Spoiled Pup Alert – DIY Dog Easter Baskets
Celebrate Easter Sunday with all members of your family, two- and four-legged! Don’t leave dogs out of the festivities, eagerly eyeing kids’ forbidden candy. Give your pet his or her own Easter basket, ensuring canines stay occupied during dinner. Stock your dog’s stash with homemade treats and a new toy or two, along with any special surprises custom just for your pup.
Avoid any products containing raisins, alcohol and chocolate – all are deadly for dogs. Xylitol is another ingredient toxic to pets, found in sugar-free and low-calorie products such as gum, candy and even peanut butter. Stick to all-natural fruits, veggies and meats in your homemade dog treat recipes; same goes for DIY dog toys, which should have no choking hazards or potentially harmful parts.
Homemade Dog Treats for Easter
Get into the Easter spirit by making your pup’s treats match the humans’ dinner! Whether you’re having ham, crepes or your own family’s traditional feast, it’s always fun to have pets participate. Don’t forget dessert – while dogs can’t partake of humans’ sweets, it’s easy to whip up a batch of cookies for dogs. Use Easter-themed cookie cutters to make homemade dog treats photo-ready, although don’t expect pups to notice the extra effort…

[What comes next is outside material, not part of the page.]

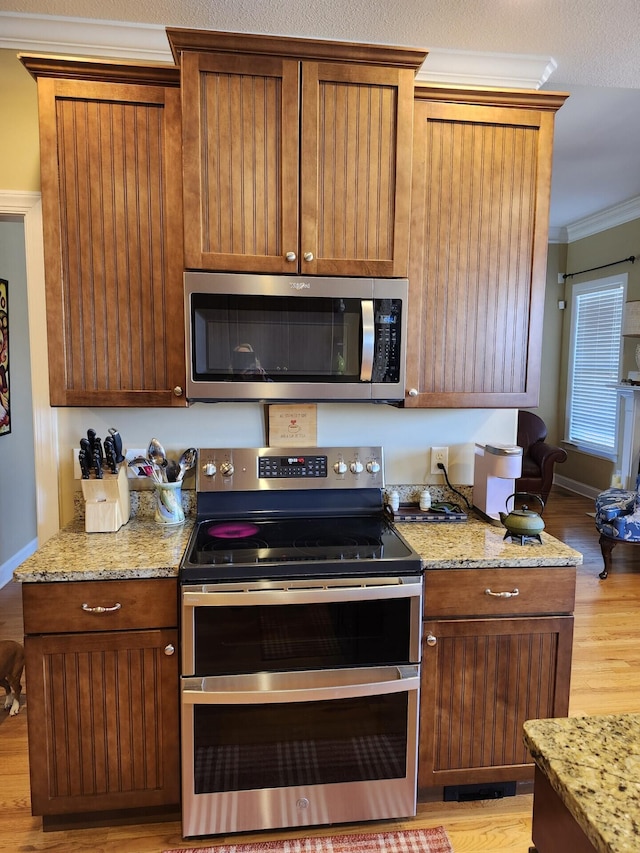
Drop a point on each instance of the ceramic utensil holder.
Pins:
(106, 502)
(169, 508)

Dogs with food allergies to gluten or dairy can substitute ingredients in any treat recipe to meet their dietary restrictions. Rice or almond flour will replace wheat, while applesauce or coconut oil may work instead of dairy. There are plenty of gluten-free and vegan dog treat recipes already out there though, so try searching cookbooks and sites like Pinterest.
Fresh, Dog-Friendly Vegetables
Keep your dog’s Easter basket healthy by tossing in some seasonal produce. Dog-friendly fruits and vegetables include carrots, strawberries, bananas and apples. All can be eaten raw by pets or mixed into homemade dog food and pupsicles!

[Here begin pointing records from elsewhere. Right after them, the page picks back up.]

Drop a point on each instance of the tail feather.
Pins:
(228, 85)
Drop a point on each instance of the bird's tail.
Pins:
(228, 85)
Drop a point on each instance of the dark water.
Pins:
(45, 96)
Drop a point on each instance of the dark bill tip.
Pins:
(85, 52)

Some veggies, like carrots and celery, can also double as natural toothbrushes. As pets chew, some tartar is removed from the surface of teeth, making vegetables the ultimate snack. Obese dogs especially may find these non-traditional treats filling, useful when food portions must be cut back.
Easter “Eggs” for Dogs
Although eggs are theoretically safe to give to pets, the AVMA does not recommend feeding pets raw or undercooked animal protein. One or two boiled eggs is fine as a special treat for your pup, but too much of a good thing can lead to indigestion and even pancreatitis over time.

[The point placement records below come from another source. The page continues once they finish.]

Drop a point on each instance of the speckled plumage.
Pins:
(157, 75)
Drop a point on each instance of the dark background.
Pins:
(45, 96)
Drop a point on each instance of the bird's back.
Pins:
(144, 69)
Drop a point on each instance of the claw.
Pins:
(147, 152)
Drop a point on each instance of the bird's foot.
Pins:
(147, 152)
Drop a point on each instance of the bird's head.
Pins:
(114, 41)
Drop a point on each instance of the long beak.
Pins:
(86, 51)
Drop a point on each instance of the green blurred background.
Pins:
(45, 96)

As we mentioned before, bananas are one of dogs’ favorite fruits! Make this dog-friendly Easter egg recipe from pet blogger Golden Woofs and avoid puppy eyes when you’re chowing down. It’s a good idea to brush your dog’s teeth afterwards, as sticky sweets can attract plaque and tartar, leading to periodontal disease.
Canine Easter Egg Hunt
A combination of hide-and-seek and fetch, an Easter egg hunt is a dog’s dream come true! You can use plastic eggs, as long as you keep an eye on your pup and don’t have a destructive chewer on your hands. Poke a hole in each egg and fill with your dog’s favorite treats; you can also hide tidbits under small flowerpots or other holey containers, a chew-proof solution. It’s best to select strong-smelling dog treats in order to help your pet find them faster.
No Easter family photo is complete without at least one pair of bunny ears, and who better to wear them than the furriest family member. DIY your own out of pipe cleaners or invest in a sturdier pair from your local party store. If your pup shows anxiety or discomfort at wearing headgear, keep the photoshoot short or consider using other props like stuffed animals, dog-friendly flowers, or Easter eggs.